من كان يؤمن بالله واليوم الأخر فلا يسقين ماءه زرع أخيه

Barangsiapa yang beriman kepada Allah dan hari akhir, maka janganlah sekali-kali menyiram air (maninya ) pada lahan tanaman (rahim) orang lain. ( Hikmatu Tasyri’wal Safatuhu, II: 48 ).

ولو أتت بولد عُلِمِ أنه ليس منه مع إمْكَانِه مِنْهُ ( لَزِمَهُ نَفْيُهُ ) لِأَنَّ تَرْكَ النَّفْيِ يَتَضَمَّنُ اسْتِلْحَاقَ مَنْ لَيْسَ مِنْهُ حَرَامٌ.

Apabila seoarang perempuan datang dengan membawa anak, dan diketahui bahwa anak tersebut bukan dari suaminya, dan dapat mungkin dari suaminya (namun secara yakin tidak dari suaminya). Maka wajib meniadakan (menolak mengakui), karena bila tidak dilaksanakan penolakan, dapat dimasukan nasab dari orang yang tidak haram (suaminya). ( Al-Qolyubi, IV: 32 ).

Maksud dari mani muhtarom (mani yang mulia) ialah mani pada waktu keluarnya saja, seperti yang dikuatkan Imam Romli, meskipun tidak muhtarom pada waktu masuk. Contoh: suami bermimpi keluar mani, dan sang istri mengambilnya (air mani tersebut) lalu dimasukan ke farjinya dengan persangkaan, bahwa air mani tersebut milik laki-laki lain (bukan suaminya). Maka hal ini dinamakan mani muhtarom keluarnya, tapi tidak muhtarom waktu masuknya ke farji, dan dia wajib punya iddah (masa penantian) jika suaminya menceraikan sebelum disetubui. Menurut yang mu’tamad, berbeda dengan pendapatnya imam Ibnu Hajar yang mengatakan, kriterianya harus muhtarom keduanya (waktu masuk dan keluar) seperti ketetapan dari Syaikhuna (Imam Rofi’i dan Imam Nawawi). ( Bujairimi Iqna’ IV: 36 ).

Baca Juga:  Jangan Abaikan Nalar Kontekstual Jika Tak Ingin Tersesat

Jika seorang suami sengaja mengeluarkan air maninya dengan perantara tangan istrinya, atau tangan perempuan amatnya, maka hukumnya boleh, karena perempuan tersebut tempat istima’ (senang-senang) bagi seorang suami. ( Kifayatu Al-akhyar, II: 113 ).
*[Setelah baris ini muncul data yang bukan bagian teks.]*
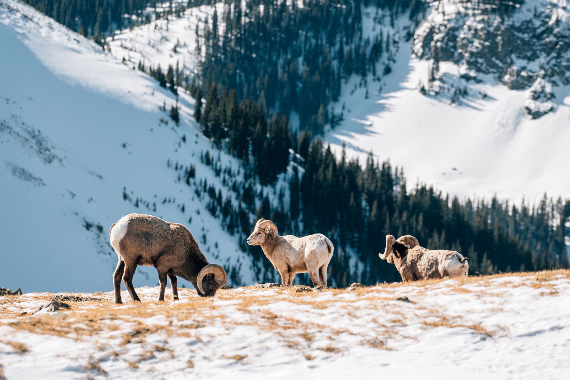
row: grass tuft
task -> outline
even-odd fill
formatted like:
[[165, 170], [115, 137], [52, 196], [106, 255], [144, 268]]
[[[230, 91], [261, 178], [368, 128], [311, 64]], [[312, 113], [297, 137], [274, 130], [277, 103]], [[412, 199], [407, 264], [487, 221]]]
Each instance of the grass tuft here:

Lihat juga Tuhfah, VI: 431, Al-Bajuri, II: 172, Al-bughya: 238 .

Kesimpulan

Dari penjelasan diatas maka dapat disimpulkan bahwa hukum bayi tabung dalam Islam adalah sebagai berikut;

  • Haram apabila pasangan suami istri yang menggunakan rahim perempuan lain sebagai sarana bayi tabung tersebut.
  • Haram apabila sperma yang di tabung dan yang dimasukan ke dalam rahim wanita tersebut bukan sperma suami istri. Dan apabila sperma/mani yang ditabung tersebut sperma suami istri, tetapi cara mengeluarkannya tidak muhtarom, maka hukumnya juga haram.
  • Hukumnya boleh jika sperma yang ditabung itu sperma/mani suami istri dan cara mengeluarkannya muhtarom, serta dimasukan ke dalam rahim istri sendiri.
  • Haram jika yang melakukan proses bayi tabung bukan pasangan suami istri yang sah.